Illusion, Curiosity, Seeing
The act of seeing has the meaning of reaching maturity in the educational process. Until we make the transition from looking to seeing, what surrounds us are “things”. When we begin to see, the things transform into objects, and the names that have previously been given to them fit. From this point on, seeing, which is realised together with sensing and feeling, enables us to make the transition to perceiving.
In the age we live in in particular, the difficulty we experience also begins right here, with “perceiving”.
In this era of intense media pressure, sight is dismembered and the true content is rendered invisible. We experience the illusion of the presentation, the perception of what is not real as the real image. Man consciously enters into this act. The exciting moment of sight, and thence to perception and the imagist world, to experiencing an exciting journey have been left behind. I consider that John Berger sums up the reason for this quite clearly in the follwing words: “Images are more polysemous than words.”
What Berger had in mind was the relationship between seeing and perceiving and the visible and the perceived. But at the same time such a relationship is dangerous. Seeing correctly produces proper perception. That is why this association must be destroyed with an illusion.
The reason for the existence of İmren Çalışkan Tüzün’s work and its importance emerges right here.
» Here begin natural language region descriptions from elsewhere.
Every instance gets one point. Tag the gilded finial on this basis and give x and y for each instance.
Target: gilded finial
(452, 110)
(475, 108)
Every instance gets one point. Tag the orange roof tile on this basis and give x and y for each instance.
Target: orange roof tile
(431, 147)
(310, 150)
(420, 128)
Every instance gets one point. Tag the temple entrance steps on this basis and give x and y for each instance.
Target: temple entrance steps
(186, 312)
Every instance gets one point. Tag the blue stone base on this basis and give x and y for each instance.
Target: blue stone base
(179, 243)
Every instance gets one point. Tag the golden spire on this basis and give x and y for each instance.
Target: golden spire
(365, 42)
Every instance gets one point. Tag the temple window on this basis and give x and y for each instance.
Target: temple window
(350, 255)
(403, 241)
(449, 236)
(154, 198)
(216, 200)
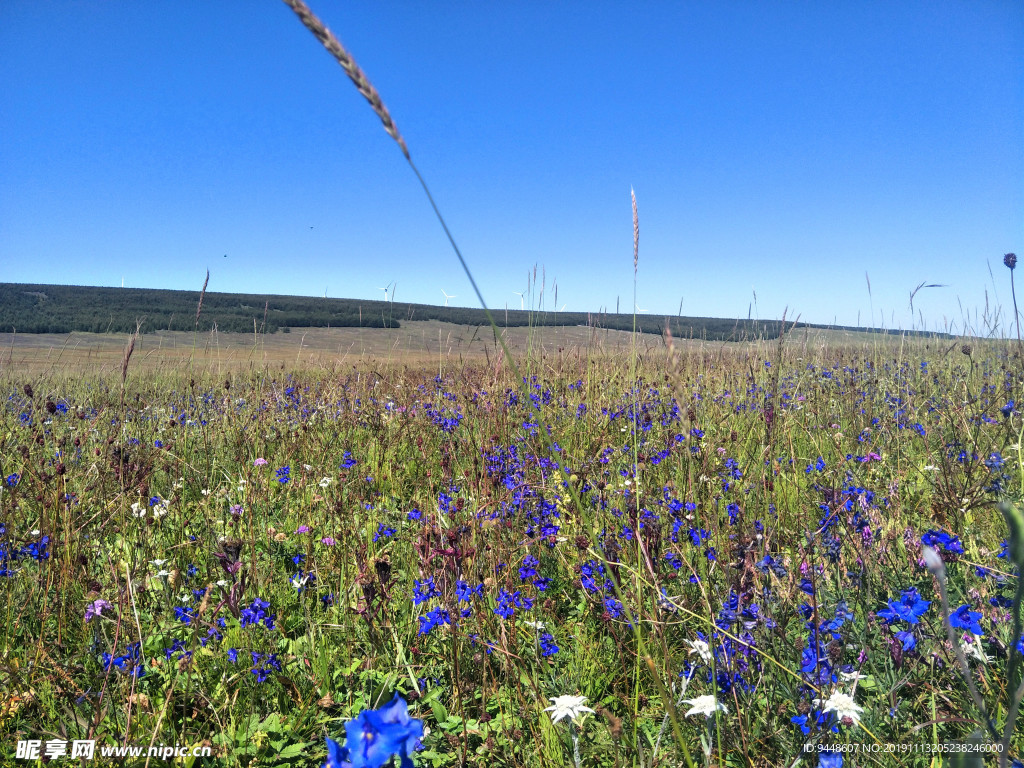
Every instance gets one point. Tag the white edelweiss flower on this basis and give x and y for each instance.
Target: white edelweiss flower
(975, 650)
(700, 648)
(567, 707)
(706, 705)
(843, 705)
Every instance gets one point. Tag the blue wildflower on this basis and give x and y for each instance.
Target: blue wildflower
(375, 736)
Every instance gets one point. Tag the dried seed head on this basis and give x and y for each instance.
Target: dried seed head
(636, 231)
(336, 49)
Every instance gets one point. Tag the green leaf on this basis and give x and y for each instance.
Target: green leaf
(440, 714)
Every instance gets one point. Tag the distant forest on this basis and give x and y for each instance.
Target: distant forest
(40, 308)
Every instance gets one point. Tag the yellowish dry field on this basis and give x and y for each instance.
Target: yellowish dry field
(417, 344)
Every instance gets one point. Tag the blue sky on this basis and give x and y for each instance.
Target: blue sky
(779, 147)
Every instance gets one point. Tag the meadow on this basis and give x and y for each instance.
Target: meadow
(721, 547)
(552, 548)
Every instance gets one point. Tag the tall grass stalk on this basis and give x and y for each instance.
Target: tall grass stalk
(334, 46)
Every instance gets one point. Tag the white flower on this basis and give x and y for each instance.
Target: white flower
(567, 707)
(843, 705)
(706, 705)
(934, 561)
(974, 649)
(700, 648)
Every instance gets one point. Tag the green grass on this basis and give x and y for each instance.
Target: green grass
(480, 685)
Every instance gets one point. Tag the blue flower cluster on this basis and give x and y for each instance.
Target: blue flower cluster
(256, 613)
(130, 663)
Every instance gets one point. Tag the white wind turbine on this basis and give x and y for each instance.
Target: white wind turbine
(385, 290)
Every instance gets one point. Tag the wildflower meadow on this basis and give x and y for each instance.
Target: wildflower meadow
(776, 552)
(744, 540)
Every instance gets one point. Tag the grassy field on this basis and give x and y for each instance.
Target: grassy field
(246, 547)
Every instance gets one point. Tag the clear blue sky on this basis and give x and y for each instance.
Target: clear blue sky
(782, 147)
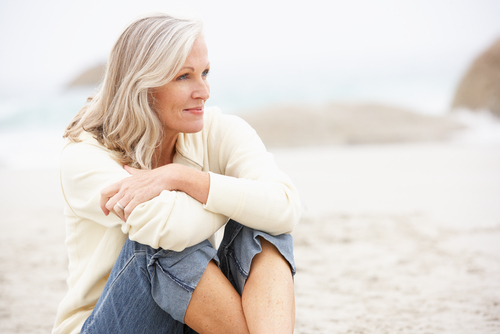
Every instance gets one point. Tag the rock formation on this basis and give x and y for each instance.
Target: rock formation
(480, 87)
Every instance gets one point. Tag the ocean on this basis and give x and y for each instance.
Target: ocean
(408, 54)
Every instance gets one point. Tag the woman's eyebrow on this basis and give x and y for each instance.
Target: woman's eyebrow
(192, 68)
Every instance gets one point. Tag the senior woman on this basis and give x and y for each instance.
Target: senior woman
(149, 175)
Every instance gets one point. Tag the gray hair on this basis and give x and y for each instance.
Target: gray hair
(148, 54)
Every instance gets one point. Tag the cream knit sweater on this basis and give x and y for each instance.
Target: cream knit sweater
(245, 185)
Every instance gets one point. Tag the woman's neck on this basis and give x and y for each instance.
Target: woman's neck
(164, 154)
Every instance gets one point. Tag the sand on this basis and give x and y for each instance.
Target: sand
(395, 238)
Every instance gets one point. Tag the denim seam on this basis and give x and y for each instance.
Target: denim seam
(238, 264)
(133, 257)
(176, 280)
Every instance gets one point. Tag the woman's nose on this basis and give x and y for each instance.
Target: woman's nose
(202, 90)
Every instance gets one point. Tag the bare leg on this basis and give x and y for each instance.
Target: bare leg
(268, 296)
(215, 306)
At first glance the colours she has superimposed on the surface make us think of the colour codings we are familiar with. But then a sneaking suspicion is aroused; is there something hidden behind them? The question keeps nagging us.
And as you walk away from the last painting, elements of the relationship between art and philosophy existing through the ages pass through your mind once more: Things, Objects, Reality, Curiosity.
Only this means that what we have observed in the exhibition is being questioned in our minds by what we already know.
This means we are not accustomed to renewing what we know. And so familiarity is the perception that what is presented to us as real will not change, as it were.
İmren Çalışkan Tüzün takes us on a journey from “Familiarity” to “Curiosity”, and from “What we know” to “What is distant from us” with her works.
Seeing rather than looking, questioning rather than passive observation.